There’s been a lot of talk about marriage lately—from reality TV shows like The Bachelor and Couples Therapy, to posts gone viral like “Marriage Isn’t For You.” From the secular world to the Christian subculture, one thing is certain: we love to think about, to dream about and to talk about marriage, and we almost always have something to say.
But have you ever stepped back to wonder what is it with our marriage obsession? It’s a conversation that stirs our hope and touches our hearts in a deep way. It’s a topic that unites people from many different cultures, beliefs and perspectives. But why is it that we’re so quick to jump into the conversation about marriage—even though the realities of marriage seem to be cracking and fading all around us? When all the smoke and lights of opinions and ideas begin to fade away, we’re left with the jolting statistics that reveal to us that it’s far easier to “like” a good marriage article than it is to actually live out a good marriage.

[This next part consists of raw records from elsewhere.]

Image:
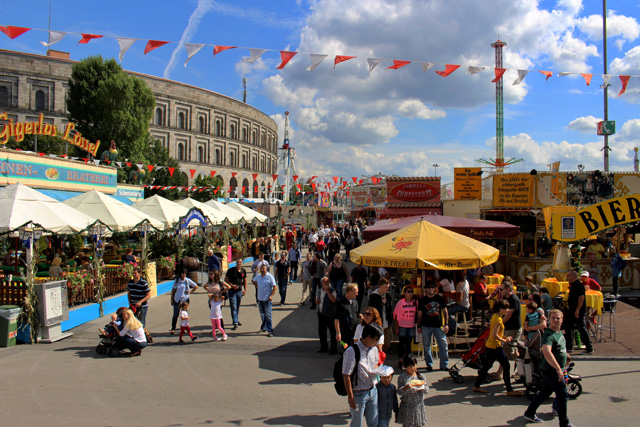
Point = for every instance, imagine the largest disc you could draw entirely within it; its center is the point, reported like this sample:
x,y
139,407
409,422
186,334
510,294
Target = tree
x,y
108,104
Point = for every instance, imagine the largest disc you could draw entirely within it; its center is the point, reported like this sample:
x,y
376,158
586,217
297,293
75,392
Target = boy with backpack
x,y
359,374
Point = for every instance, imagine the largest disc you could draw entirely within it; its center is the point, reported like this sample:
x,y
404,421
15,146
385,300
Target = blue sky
x,y
349,122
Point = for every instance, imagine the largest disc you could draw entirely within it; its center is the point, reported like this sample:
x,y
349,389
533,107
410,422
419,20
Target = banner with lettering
x,y
413,190
467,183
513,190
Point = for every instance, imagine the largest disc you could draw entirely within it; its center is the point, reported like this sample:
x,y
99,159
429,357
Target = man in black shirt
x,y
237,278
432,320
575,316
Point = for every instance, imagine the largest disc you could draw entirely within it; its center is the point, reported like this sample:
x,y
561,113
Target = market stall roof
x,y
426,246
214,215
248,213
478,229
164,210
20,205
113,213
225,211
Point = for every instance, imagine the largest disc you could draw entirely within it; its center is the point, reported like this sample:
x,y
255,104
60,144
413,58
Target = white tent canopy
x,y
117,215
20,205
248,213
214,215
233,215
164,210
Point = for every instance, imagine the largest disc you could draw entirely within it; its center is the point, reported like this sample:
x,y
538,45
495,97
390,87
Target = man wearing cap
x,y
575,317
589,283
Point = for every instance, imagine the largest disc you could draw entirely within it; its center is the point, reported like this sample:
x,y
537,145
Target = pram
x,y
471,359
108,338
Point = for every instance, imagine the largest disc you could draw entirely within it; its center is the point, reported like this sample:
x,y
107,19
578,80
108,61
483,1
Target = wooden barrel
x,y
190,263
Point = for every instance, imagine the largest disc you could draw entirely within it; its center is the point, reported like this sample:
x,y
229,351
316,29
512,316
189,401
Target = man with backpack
x,y
318,269
358,373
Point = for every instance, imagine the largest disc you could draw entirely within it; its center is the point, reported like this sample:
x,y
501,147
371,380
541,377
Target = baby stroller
x,y
471,359
108,337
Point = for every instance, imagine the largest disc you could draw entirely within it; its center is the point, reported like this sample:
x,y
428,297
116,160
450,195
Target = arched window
x,y
245,185
40,101
159,121
4,96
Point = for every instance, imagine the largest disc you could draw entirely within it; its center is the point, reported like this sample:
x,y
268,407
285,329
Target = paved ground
x,y
254,380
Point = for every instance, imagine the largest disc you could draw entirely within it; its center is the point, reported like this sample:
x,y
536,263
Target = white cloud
x,y
585,125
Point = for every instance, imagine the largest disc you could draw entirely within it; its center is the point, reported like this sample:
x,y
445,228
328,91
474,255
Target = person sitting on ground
x,y
589,283
132,335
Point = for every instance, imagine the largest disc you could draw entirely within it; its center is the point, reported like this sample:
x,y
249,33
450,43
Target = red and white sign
x,y
406,190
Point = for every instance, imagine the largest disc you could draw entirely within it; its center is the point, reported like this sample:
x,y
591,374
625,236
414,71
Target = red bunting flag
x,y
341,58
625,81
498,72
286,57
13,32
547,73
86,38
398,64
218,49
153,44
449,68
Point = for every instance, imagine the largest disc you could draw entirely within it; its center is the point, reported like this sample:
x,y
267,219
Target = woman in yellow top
x,y
494,350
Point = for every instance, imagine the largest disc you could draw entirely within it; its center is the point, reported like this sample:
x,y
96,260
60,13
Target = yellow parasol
x,y
425,246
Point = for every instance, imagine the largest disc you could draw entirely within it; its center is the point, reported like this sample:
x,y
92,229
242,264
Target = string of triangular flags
x,y
316,59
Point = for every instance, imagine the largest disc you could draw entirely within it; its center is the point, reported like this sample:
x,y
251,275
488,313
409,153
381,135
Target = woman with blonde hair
x,y
132,335
371,315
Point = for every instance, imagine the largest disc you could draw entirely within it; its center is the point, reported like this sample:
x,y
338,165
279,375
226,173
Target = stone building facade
x,y
203,130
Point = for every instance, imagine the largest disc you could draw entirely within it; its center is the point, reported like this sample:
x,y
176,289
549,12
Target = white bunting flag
x,y
521,75
124,44
474,70
192,49
255,55
54,37
316,59
427,65
373,63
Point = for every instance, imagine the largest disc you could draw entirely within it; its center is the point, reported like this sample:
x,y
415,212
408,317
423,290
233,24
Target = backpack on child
x,y
337,372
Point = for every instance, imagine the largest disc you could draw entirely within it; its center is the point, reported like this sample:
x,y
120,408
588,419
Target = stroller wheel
x,y
532,390
574,389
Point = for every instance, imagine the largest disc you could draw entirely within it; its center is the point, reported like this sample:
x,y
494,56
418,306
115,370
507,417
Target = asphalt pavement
x,y
252,379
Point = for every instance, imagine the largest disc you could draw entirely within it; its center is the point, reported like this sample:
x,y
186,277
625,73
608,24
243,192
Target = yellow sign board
x,y
513,190
467,183
595,218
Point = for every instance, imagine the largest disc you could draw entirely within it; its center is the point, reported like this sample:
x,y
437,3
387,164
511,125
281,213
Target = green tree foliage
x,y
208,194
108,104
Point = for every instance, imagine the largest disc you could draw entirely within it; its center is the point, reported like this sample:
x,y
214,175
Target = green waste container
x,y
8,325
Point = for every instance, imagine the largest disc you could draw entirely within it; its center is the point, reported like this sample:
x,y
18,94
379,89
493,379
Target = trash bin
x,y
8,325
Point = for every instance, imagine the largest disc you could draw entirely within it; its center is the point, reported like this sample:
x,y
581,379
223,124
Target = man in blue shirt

Yet, even within the brokenness of marriages all around us and the fear of commitment within us, why is it that our culture continues to get caught up in this ongoing conversation? Through my work as a professional counselor—and in the day-to-day needs I see within myself—I’m convinced that the topic of marriage is actually a reflection of needs far deeper than we realize. As I step back to assess the way marriage is talked about within our society, I wonder if our obsession with marriage is actually rooted in some majorly significant things:
1. Marriage is a Reflection of Our Desire for Love
One reason we love to talk about marriage is because we’re in love with the idea of love. Deep inside each one of us is a need for companionship and belonging; a need for connection and someone to call us their own. We long to be noticed, to be counted worthy and deemed valuable. And so we look into the eyes of those around us for that unconditional love we’re craving.
Marriage is a reflection of some of those much deeper needs—and the hope of love unconditional keeps the conversation alive. What we should always keep in mind though, is that the most nourished and life-giving marriages are made up of two people who love to love—more than just to be loved.
2. Marriage is a Reminder of our Need for People
I think we get so caught up in the conversation about marriage because we’re all aware of our need for connection with the world around us. We were made to be together. Our propensity toward community or our lack of it can have a significant impact on how we view, what we expect from, and if whether we idolize marriage.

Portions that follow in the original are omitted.